SymBio Pharmaceuticals negotiated rights to develop Onconova Therapeutics’ rigosertib (EstybonTM ; ON 1910 Na) in Japan and Korea. The styryl benzyl sulfone multikinase inhibitor is currently in late-stage clinical trials in the U.S., Europe, and India for treating myelodysplastic syndromes (MDS) and solid tumors. It is also undergoing a pivotal study as monotherapy against refractory/relapsed MDS in the U.S and Europe under an SPA agreement with FDA.
Under terms of its license agreement with Onconovoa, Tokyo-based SymBio has an exclusive license to develop and commercialize rigosertib in Japan and Korea, in return for paying an up-front fee and development milestones plus future sales royalties.
“This is the first commercial transaction for our lead product rigosertib,” comments Ramesh Kumar, Ph.D., Onconova president and CEO. “The broad reach of rigosertib across blood cancers as well as solid tumors and the ability to address previously intractable indications with single agent and combination therapies will provide multiple opportunities to serve the unmet medical needs of patients worldwide.”
Onconova is focused on developing drugs against cancer and radiation injury. Its anticancer pipeline is focused on treatments that target cell cycle regulation in tumor cells. Lead drug rigosertib is in addition being evaluated in combination with chemotherapy against multiple solid tumor types. Clinical studies have indicated that combining the candidate with either oxaliplatin or gemcitabine is associated with a rapid response in breast, colon, and ovarian cancer as well as lymphoma patients, Onconova states.

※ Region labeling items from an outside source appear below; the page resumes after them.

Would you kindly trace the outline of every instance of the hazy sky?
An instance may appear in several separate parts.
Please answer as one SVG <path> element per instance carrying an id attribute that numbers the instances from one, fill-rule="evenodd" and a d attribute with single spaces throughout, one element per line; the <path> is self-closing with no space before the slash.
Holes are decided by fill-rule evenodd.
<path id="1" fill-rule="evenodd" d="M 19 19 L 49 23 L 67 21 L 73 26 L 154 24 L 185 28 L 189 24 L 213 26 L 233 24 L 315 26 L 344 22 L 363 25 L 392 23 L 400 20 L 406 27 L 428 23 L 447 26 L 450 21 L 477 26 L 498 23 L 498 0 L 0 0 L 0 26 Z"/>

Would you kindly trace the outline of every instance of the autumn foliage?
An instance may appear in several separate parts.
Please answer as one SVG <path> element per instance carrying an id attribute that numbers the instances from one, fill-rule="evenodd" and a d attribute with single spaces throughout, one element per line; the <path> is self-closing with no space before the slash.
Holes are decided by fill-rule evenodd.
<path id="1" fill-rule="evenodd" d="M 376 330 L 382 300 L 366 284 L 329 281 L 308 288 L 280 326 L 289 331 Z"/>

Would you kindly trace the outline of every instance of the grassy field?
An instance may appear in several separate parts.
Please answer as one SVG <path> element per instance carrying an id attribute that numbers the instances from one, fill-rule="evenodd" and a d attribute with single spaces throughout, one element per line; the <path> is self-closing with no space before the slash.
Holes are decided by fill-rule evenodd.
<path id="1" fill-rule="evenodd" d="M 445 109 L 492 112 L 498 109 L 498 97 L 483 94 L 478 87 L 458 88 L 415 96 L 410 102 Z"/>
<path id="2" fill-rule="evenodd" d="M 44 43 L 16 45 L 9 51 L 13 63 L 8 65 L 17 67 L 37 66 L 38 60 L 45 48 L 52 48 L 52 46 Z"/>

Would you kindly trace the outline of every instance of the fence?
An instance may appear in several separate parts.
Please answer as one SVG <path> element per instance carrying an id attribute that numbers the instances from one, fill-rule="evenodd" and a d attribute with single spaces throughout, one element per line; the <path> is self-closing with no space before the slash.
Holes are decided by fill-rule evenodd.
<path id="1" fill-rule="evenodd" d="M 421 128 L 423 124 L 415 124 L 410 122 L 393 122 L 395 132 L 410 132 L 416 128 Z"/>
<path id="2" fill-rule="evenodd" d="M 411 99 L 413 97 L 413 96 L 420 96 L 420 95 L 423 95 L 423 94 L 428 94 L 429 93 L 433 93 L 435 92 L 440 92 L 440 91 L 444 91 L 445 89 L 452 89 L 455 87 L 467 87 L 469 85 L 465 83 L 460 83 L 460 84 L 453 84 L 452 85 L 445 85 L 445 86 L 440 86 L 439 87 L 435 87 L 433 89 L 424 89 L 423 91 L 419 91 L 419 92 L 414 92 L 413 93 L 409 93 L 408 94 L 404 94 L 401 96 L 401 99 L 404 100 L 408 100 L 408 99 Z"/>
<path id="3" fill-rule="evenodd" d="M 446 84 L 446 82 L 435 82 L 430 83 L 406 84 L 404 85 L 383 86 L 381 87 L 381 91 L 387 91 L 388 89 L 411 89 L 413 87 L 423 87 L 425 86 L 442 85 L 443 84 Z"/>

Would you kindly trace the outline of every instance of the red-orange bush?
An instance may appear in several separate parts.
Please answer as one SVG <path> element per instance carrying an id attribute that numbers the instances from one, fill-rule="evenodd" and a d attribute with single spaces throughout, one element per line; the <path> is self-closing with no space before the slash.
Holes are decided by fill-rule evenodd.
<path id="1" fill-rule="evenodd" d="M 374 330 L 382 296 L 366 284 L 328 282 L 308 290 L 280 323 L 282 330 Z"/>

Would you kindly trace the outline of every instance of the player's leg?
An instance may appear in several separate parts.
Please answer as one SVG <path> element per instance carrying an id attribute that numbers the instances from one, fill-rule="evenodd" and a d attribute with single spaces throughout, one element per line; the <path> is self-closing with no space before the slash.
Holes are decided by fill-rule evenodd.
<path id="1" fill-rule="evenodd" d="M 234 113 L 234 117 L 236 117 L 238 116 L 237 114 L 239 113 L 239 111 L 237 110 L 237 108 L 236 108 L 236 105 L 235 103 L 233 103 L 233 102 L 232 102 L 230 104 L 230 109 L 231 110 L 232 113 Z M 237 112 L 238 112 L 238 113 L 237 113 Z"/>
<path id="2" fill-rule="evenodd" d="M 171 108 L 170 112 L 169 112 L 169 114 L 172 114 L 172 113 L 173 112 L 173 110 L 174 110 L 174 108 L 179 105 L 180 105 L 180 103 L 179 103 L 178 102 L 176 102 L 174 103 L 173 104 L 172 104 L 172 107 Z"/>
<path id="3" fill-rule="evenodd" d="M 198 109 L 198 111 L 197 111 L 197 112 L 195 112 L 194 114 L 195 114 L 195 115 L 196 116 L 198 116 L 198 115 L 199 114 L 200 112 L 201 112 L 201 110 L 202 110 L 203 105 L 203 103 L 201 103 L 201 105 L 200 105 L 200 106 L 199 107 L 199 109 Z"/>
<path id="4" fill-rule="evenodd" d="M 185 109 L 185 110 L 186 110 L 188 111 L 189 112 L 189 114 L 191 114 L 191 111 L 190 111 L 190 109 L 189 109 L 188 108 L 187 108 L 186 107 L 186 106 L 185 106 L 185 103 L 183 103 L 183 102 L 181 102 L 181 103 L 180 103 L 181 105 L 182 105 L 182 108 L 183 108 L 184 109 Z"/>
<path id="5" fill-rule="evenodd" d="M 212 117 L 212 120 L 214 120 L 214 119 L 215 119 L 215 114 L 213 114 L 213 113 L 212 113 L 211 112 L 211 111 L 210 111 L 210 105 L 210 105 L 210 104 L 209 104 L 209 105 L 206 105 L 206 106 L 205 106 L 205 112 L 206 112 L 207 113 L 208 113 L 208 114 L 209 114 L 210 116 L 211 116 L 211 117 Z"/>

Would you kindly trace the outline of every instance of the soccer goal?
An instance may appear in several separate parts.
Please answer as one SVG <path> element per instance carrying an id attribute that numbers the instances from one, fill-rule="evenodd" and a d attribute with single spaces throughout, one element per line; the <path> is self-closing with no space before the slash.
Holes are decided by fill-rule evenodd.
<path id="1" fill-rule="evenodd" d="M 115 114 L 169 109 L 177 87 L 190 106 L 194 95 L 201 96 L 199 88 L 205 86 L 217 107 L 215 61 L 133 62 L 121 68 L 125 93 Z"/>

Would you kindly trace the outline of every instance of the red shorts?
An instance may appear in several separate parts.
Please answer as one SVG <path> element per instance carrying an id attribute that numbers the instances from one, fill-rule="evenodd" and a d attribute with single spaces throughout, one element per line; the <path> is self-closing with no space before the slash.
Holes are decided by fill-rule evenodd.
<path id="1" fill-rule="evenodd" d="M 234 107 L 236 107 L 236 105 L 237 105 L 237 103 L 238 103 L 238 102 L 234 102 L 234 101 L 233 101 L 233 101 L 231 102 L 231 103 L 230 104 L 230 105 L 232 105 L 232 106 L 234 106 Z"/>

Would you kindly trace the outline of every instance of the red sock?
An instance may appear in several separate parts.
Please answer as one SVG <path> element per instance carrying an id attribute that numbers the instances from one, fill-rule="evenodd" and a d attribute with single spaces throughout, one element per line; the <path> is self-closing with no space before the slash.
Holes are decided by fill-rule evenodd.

In June the firm initiated a Phase II/III trial evaluating the drug in combination with gemcitabine in patients with previously untreated metastatic pancreatic cancer. In June 2010 the Leukemia & Lymphoma Society (LLS) agreed to provide up to $10 million in funding to support the pivotal clinical trial evaluating rigosertib in high-risk MDS patients.
Onconova says candidate Estybon has a multitargeted mechanism of action that results in mitotic block and cell death selectively in cancer cells. The drug impacts on the polo-like kinase (PLK) pathway, causing polynumeric centrosomes and dysregulation of mitosis, and inhibits the PI-3 kinase, ERK, and AKT.